A poc of a JVM autoparallelizer

Computation is a commodity—and a very cheap one. Yet it’s the cornerstone of our world, and anything that makes it faster or more efficient can have massive impact. For example, shaving just 5% off compute time can be akin to jumping a full generation in CPU performance—worth hundreds of billions of dollars. That’s the kind of leap we’re after.

I’ve been experimenting with a new approach to automatically parallelize loops in compiled Java bytecode. In a simple test, it delivered a 9× speedup (JMH benchmarked) on a large loop. Intrigued? Let’s dive in.

The Big Picture

My proof of concept (PoC) detects which loops are safe to run on different cores, rewrites the bytecode to execute them in parallel, and automatically decides when to switch between sequential and parallel versions. The end result? Some parts of your code get spread across multiple CPU cores, speeding things up—without you having to touch the source code. It’s all done post-compilation.

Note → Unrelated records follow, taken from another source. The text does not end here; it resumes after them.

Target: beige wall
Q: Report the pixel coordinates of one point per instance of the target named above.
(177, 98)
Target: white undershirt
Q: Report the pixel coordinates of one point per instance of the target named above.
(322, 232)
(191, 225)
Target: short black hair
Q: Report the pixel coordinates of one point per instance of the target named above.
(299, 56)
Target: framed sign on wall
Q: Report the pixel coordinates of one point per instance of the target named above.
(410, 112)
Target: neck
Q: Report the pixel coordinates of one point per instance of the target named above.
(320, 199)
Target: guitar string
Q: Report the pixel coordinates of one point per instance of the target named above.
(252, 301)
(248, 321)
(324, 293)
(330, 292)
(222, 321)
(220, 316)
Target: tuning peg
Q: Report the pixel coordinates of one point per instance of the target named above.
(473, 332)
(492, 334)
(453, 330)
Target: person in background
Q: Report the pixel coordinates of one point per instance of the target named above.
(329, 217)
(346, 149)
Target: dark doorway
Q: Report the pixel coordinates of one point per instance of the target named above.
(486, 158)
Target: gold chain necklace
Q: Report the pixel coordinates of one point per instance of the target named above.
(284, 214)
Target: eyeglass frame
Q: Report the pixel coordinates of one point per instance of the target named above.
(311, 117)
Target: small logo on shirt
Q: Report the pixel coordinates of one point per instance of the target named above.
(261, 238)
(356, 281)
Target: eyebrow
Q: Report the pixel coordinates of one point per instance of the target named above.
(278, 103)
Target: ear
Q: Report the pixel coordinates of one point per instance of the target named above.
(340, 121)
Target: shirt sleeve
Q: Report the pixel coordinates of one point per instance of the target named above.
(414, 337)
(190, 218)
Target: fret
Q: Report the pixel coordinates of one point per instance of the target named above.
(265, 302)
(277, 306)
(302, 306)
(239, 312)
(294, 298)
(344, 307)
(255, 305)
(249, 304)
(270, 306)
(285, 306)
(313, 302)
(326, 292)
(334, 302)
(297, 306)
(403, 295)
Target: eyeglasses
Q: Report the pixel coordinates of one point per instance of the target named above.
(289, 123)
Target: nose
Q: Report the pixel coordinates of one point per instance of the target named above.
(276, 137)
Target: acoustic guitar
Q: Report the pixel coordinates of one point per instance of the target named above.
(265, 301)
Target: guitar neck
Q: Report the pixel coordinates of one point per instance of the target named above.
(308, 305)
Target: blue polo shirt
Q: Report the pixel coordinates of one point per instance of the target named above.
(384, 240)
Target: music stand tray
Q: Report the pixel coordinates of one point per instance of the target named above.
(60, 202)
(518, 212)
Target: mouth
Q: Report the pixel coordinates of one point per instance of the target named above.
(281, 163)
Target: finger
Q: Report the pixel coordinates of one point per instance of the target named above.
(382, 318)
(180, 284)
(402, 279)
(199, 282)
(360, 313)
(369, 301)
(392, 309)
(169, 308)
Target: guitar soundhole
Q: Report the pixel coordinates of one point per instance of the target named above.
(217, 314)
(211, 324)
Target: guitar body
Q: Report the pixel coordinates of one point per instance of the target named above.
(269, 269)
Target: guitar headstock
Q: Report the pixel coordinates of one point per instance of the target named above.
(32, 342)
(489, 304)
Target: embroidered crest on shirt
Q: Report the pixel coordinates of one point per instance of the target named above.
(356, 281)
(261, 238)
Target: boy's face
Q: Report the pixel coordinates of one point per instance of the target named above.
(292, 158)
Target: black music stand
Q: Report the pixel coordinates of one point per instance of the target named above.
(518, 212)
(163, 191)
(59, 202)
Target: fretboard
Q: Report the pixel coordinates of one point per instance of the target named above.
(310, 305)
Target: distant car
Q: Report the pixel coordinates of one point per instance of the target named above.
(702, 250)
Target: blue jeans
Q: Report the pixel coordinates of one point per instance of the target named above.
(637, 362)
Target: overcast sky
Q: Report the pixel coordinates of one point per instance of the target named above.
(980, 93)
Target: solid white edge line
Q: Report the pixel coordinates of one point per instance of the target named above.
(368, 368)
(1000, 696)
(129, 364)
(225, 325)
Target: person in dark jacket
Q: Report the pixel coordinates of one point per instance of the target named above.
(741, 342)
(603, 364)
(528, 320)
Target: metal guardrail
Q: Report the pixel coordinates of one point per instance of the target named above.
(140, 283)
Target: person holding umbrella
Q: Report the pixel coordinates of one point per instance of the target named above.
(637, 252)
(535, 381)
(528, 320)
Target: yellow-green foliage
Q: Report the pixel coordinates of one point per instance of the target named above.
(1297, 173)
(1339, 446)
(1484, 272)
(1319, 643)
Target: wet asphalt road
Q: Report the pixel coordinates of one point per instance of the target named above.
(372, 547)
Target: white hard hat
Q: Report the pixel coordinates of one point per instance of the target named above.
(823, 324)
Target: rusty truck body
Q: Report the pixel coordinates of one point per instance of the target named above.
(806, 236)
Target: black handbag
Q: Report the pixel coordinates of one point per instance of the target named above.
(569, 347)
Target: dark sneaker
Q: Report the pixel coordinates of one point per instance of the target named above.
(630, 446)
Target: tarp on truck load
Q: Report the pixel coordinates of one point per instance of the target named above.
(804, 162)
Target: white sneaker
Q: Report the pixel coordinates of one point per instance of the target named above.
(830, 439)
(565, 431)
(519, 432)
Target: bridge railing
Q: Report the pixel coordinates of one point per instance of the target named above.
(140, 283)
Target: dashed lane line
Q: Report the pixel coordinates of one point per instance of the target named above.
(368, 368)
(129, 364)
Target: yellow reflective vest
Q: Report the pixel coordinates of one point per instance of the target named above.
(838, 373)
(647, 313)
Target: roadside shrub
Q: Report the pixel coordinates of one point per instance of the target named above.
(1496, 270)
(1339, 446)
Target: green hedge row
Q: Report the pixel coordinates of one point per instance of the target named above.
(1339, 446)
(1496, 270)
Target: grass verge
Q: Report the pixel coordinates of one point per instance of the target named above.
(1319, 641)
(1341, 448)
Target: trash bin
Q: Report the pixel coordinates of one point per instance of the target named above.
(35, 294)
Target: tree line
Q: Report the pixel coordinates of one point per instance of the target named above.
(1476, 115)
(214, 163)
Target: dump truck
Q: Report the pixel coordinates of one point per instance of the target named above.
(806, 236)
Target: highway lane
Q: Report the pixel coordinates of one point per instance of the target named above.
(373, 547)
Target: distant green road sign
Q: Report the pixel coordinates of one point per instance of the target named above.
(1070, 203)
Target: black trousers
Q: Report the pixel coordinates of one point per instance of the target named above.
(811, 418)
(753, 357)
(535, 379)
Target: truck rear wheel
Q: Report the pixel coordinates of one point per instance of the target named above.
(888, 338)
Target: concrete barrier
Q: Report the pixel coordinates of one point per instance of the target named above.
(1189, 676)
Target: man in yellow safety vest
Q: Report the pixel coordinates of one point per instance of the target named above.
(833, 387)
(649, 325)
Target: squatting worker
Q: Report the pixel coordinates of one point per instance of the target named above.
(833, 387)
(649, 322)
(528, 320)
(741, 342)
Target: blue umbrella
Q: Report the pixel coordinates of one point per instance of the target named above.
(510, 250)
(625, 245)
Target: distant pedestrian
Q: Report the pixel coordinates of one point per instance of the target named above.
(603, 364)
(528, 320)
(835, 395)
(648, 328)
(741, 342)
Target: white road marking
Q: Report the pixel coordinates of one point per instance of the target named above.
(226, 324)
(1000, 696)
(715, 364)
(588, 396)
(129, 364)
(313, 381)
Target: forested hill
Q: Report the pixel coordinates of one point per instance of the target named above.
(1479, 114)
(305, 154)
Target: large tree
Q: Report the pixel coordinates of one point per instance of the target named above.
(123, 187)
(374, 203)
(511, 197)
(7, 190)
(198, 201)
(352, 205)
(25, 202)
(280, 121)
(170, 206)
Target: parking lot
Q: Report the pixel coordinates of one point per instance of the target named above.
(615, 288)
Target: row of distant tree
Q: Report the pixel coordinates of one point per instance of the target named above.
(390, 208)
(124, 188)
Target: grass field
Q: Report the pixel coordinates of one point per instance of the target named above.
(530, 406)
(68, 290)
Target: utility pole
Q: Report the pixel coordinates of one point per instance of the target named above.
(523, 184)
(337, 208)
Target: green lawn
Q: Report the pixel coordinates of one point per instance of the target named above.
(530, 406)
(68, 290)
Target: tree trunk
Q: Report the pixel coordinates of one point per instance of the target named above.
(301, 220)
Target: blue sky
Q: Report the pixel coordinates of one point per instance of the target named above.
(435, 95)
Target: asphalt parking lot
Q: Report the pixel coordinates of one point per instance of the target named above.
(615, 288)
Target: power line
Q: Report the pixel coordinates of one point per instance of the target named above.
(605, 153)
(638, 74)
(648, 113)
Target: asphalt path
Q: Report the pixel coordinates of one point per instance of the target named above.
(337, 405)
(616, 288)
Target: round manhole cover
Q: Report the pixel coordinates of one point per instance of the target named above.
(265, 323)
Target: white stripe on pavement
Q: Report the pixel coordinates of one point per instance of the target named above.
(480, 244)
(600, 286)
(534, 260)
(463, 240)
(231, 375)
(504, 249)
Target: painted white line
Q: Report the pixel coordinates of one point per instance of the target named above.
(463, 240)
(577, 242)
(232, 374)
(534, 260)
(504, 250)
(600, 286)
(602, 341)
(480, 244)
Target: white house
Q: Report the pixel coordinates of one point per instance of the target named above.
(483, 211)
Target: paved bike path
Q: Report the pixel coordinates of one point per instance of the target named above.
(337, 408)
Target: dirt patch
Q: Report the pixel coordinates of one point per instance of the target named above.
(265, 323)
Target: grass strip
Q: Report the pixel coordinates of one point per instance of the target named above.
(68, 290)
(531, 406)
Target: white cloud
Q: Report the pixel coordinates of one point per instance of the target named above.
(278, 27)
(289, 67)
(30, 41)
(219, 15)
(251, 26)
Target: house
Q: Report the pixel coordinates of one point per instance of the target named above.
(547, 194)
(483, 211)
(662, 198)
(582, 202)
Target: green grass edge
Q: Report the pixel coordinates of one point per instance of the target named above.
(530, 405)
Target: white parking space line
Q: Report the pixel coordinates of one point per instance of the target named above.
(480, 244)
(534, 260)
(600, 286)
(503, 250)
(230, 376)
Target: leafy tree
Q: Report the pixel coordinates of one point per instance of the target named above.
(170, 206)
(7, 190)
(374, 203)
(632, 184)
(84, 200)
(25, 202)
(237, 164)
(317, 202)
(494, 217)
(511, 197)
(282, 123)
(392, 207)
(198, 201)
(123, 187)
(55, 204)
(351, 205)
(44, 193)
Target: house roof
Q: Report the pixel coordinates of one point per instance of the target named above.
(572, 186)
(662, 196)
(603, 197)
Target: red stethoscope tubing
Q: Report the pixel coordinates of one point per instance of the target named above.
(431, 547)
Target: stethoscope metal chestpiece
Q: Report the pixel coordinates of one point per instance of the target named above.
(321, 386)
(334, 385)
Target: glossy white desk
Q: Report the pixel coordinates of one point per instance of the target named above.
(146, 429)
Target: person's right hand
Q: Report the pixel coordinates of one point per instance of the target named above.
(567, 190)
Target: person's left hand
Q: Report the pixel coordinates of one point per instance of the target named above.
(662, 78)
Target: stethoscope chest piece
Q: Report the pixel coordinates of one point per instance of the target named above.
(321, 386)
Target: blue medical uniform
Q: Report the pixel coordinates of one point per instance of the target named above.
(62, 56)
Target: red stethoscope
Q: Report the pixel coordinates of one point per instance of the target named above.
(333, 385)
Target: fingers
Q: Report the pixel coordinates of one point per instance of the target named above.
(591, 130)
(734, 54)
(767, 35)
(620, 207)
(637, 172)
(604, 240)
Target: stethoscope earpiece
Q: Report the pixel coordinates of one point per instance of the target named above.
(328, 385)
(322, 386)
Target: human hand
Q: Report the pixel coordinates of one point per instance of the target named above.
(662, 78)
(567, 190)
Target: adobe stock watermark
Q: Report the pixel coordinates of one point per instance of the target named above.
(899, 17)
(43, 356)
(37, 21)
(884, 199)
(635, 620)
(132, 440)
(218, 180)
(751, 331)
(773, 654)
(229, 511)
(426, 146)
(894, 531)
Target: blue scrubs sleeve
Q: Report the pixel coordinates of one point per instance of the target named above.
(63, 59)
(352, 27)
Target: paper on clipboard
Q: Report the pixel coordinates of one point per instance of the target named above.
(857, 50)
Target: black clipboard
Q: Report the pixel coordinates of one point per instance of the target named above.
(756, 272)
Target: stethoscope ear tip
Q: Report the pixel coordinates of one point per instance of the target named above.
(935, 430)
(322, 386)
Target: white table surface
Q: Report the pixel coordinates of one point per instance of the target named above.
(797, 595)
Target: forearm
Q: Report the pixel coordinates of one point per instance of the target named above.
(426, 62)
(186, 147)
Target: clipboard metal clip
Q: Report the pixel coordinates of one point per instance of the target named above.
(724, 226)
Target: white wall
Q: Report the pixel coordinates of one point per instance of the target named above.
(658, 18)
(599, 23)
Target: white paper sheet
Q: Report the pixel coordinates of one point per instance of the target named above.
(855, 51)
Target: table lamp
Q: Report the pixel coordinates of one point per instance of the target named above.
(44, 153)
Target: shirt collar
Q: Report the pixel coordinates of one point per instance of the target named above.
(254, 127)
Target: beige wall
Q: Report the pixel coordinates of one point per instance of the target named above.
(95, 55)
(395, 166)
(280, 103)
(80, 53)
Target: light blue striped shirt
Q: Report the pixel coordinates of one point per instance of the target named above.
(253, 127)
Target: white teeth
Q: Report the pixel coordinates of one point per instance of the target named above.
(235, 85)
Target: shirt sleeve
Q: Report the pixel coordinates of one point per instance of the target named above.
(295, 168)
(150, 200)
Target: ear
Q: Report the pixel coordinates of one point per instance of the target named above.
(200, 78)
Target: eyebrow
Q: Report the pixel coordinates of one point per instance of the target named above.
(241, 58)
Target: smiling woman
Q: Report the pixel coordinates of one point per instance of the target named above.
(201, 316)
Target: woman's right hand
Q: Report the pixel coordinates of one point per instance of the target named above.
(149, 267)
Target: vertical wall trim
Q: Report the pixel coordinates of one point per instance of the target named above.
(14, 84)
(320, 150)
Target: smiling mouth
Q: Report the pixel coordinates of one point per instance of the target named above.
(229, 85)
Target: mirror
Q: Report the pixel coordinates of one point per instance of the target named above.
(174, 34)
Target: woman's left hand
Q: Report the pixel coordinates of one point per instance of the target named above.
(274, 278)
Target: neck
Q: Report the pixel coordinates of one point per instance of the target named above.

Here’s the high-level workflow:

Analyze the compiled Java bytecode.
Identify loops.
Prove that they are thread-safe if parallelized (that’s the hard part).
Rewrite the code to include a parallel version.
Run the parallel version automatically for large loops—but revert to sequential for small loops (where thread overhead outweighs benefits).

my poc: Summing Integers in a Loop

To illustrate the idea, I started with a straightforward numeric loop—one that sums two integers ‘a‘,‘b‘`a`, `b`‘a‘,‘b‘ plus the loop index ‘i‘`i`‘i‘ over a variable number of iterations (potentially random or large).

 public int loopedSum(int a, int b, int iteration) {
        long startTime = System.nanoTime();
        int sum = 0;
        for (int i = 0; i < iteration; i++) {
                // Increase workload: perform multiple additions in each iteration
            sum += (a + b + i); // Add variability with `i`
        }
        long endTime = System.nanoTime();
        long duration = (endTime - startTime)/ 1_000_000;
        System.out.println("Time taken: " + String.format("%,d", duration) + " ms");
        return sum;
    }

Performance

This is the performance for the original code on my PC.

Large Loop (1 billion iterations): ~247 ms on my machine.
Tiny Loop (10 iterations): Too fast to measure precisely (effectively 0–1 ms).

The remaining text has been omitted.